Detailed documentation is available under docs/doc.

Recommended reading:

Common APIs

users.insert(row);
users.insertMany(rows);

users.where({ status: "active", age: { gte: 18 } }).toArray();
users.where("age", ">=", 18).select(["id"]).toArray();
users.whereIn("status", ["active", "passive"]);
users.filter((row) => row.score > 90);
users.where({ status: "active" }).explain();

users.count();
users.avg("age");
users.top(10, "score");

users.update(0, { status: "active" });
users.updateMany({ status: "passive" }, { status: "active" });
users.deleteMany({ status: "archived" });

users.createIndex("id");
users.createSortedIndex("age");
users.createUniqueIndex("id");
users.findBy("id", 123);

const buffer = users.serialize();
const restored = table.deserialize(buffer);
restored.createIndex("status");

filter(fn) is intentionally a full-scan escape hatch. Prefer structured predicates when you want index planning. query.explain() returns structured diagnostics without executing the query, scanning rows, materializing rows, calling onQuery, or rebuilding dirty indexes.

Error Handling

ColQL validates schemas, inserted rows, query predicates, mutation payloads, indexes, and serialized input at runtime. Failures throw ColQLError with a stable code, a message, and optional details.

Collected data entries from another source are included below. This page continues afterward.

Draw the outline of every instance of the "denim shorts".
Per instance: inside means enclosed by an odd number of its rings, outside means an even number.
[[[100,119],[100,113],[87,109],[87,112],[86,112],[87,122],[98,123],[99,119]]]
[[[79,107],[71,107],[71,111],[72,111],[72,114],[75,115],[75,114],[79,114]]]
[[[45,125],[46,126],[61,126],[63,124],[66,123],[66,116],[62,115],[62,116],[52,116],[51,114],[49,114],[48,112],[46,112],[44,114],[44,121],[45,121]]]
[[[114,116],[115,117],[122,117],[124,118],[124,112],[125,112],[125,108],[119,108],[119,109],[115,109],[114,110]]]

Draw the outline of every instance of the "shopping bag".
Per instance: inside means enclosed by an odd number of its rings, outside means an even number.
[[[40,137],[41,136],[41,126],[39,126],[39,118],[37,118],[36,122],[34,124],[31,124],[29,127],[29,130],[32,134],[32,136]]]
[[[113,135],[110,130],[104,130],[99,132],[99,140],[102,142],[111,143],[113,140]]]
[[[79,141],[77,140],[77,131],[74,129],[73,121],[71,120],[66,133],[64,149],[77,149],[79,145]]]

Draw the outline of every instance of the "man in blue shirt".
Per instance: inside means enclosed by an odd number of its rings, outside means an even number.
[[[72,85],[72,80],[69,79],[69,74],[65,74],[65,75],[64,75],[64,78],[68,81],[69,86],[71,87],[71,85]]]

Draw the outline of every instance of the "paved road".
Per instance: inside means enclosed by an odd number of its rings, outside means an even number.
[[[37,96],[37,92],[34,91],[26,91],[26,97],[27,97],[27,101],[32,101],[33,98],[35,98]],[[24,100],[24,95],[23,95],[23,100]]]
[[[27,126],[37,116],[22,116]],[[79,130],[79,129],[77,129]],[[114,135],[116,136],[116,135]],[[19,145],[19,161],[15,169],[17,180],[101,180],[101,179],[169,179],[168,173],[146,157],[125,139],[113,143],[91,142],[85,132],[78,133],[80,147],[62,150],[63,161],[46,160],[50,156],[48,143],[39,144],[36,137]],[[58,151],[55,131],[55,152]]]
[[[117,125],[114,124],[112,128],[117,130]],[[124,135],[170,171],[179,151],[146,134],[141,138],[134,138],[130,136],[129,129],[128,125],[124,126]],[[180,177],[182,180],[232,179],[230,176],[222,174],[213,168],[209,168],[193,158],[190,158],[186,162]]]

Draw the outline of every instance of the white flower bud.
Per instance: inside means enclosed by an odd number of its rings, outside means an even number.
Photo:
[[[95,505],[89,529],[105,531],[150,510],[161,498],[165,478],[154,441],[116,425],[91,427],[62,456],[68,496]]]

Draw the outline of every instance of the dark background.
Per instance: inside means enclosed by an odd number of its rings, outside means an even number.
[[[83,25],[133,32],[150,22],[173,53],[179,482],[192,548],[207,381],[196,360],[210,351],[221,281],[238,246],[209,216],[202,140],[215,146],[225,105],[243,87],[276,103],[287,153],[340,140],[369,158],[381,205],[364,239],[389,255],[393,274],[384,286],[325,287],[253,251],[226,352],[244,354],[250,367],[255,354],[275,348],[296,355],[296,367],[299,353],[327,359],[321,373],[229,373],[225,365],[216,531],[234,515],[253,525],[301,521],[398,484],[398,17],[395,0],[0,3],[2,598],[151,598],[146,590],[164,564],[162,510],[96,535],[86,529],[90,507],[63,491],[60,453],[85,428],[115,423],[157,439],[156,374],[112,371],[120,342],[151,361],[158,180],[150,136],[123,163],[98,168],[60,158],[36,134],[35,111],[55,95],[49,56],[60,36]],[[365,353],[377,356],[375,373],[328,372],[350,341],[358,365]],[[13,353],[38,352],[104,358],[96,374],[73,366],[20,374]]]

import { ColQLError } from "@colql/colql";

try {
  users.insert({ id: 4, age: 300, status: "active", score: 1, verified: true });
} catch (error) {
  if (error instanceof ColQLError) {
    console.log(error.code); // COLQL_OUT_OF_RANGE
  }
}

Development

npm install
npm run check
npm test
npm run test:types
npm run build
npm run test:worker-runtime
npm run bench:codspeed
npm run benchmark:memory
npm run benchmark:query
npm run benchmark:indexed
npm run benchmark:range
npm run benchmark:optimizer
npm run benchmark:serialization
npm run benchmark:delete
npm run benchmark:array-comparison
npm run benchmark:session-analytics
npm run benchmark:background-indexing -- --json
npm run benchmark:worker-runtime -- --json

Status

ColQL v0.6.0 focuses on zero-copy background-indexing architecture while preserving synchronous public query APIs and v0.5-style synchronous dirty-index fallback behavior. Breaking changes may still happen before 1.0.0, but the project is moving toward API stabilization.

Limitations

ColQL intentionally does not include SQL parsing, joins, transactions, concurrency control, automatic index creation, compound indexes, or durable storage. Equality and sorted indexes are derived performance structures; query results must be the same whether ColQL uses an index or a full scan. Unique indexes are derived too, but they also enforce uniqueness while present and are not serialized.